Fit to be healthy

Form or Intensity

Written by: Chris Walls

(Article posted in: Fit to Be Healthy )

This is one of the big criticisms of CrossFit. That we sacrifice all semblance of form and technique for the sake of intensity. When asked if I want good reps or heavy/fast/intense reps, I will say, “yes” because I want both.

You see you can’t have one without the other. We require our athletes to take a sort of “basic training” or “foundations” course before they can join classes. This is for a couple reasons. The first reason is to make sure that everyone has the same standards for form on all the movements and lifts that we do. They need to be able to do them properly, safely and with full range of motion. Next we build up the intensity. We ramp that up slowly so that people don’t get hurt.

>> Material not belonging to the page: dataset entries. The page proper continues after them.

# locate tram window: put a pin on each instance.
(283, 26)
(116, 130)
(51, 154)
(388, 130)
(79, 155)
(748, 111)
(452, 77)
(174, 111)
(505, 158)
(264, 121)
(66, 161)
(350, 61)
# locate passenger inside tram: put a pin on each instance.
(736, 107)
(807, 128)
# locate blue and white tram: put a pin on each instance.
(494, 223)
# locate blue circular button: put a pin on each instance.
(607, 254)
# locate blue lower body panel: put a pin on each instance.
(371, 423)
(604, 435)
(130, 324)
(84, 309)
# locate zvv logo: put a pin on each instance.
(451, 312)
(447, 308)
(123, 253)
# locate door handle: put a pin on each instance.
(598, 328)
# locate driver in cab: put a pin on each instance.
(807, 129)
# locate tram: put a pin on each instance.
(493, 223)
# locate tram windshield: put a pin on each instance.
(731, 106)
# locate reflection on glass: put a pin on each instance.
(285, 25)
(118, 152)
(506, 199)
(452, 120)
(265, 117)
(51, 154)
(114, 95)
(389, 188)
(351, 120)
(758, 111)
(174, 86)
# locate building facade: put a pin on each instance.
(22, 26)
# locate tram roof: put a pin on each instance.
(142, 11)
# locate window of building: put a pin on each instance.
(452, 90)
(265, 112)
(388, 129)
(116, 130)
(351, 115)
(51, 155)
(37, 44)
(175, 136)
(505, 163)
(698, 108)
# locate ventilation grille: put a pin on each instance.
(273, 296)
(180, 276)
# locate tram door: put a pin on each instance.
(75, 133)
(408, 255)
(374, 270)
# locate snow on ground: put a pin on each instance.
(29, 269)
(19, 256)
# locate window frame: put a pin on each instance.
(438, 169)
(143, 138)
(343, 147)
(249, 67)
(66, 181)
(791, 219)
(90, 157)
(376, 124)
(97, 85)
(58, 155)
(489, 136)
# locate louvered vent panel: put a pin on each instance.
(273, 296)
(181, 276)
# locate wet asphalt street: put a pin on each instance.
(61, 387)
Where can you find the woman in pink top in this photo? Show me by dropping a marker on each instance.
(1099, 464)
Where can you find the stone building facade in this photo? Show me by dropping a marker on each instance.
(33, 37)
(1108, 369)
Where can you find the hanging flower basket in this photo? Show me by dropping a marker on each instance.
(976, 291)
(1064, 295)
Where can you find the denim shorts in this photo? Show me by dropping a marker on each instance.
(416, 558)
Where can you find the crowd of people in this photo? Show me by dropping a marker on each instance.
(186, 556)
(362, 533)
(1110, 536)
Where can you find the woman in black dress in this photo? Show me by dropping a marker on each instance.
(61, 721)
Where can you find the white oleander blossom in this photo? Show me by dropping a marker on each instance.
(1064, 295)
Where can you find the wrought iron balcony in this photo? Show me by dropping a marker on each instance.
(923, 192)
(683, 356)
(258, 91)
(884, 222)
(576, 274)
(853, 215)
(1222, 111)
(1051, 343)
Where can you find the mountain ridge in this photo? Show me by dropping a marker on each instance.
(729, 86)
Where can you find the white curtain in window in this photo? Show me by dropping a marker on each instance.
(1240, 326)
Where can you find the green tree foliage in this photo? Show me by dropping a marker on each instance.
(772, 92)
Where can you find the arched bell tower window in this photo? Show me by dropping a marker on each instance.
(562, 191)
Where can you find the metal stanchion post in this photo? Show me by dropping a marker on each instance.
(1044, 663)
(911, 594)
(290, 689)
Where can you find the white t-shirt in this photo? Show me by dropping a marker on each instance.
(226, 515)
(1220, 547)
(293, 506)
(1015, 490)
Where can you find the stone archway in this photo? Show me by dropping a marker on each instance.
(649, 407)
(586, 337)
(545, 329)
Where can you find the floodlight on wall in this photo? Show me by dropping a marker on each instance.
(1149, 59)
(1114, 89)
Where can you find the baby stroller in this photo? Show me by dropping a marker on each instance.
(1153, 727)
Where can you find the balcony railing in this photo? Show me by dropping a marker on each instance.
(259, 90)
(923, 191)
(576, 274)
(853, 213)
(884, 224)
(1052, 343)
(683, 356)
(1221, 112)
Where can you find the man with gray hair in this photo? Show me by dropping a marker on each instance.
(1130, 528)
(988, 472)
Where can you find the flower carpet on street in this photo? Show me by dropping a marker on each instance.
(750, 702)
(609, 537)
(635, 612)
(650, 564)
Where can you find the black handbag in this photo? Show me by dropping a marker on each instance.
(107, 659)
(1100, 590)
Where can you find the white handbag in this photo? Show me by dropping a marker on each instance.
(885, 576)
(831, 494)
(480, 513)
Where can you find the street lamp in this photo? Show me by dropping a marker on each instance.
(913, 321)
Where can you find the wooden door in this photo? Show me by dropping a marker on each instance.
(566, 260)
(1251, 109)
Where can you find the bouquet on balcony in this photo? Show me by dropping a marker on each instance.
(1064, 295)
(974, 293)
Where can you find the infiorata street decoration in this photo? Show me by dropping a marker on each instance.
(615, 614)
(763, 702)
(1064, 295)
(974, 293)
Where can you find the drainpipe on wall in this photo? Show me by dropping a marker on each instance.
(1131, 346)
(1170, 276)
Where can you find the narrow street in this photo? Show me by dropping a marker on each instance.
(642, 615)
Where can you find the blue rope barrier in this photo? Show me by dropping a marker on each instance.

See how that works? Form first, intensity second. If your trainer is not on your case making sure that every rep is done properly then he isn’t doing his job.

People think that as one increases, the other must decrease, stress perfect form and intensity suffers, push the intensity and form has to break down. Take the thruster for instance. It is a front squat followed immediately by a push press. We have a workout which involves doing thrusters followed by pullups. You will find that people tend to short the ROM on their thrusters in order to get a faster time on the workout. They won’t get below parallel on their squat, they won’t lock out the push press fully overhead, they won’t get full pull-ups… all for the sake of a faster time. They don’t want to get a slower time by ensuring proper form. What they fail to realize is that they will improve much faster by cleaning up the form/ROM. Sure there will be an initial hit to their times/scores, but before they know it they will be back to their previous best times, and well beyond.

There are other movements where proper form is a must for safety, like the deadlift. There are some movements where form is a must for efficiency in being able to actually complete it, such as the clean and jerk. Proper form and full range of motion is not a variable. The only variable is intensity. Remember that. There is no compromising form.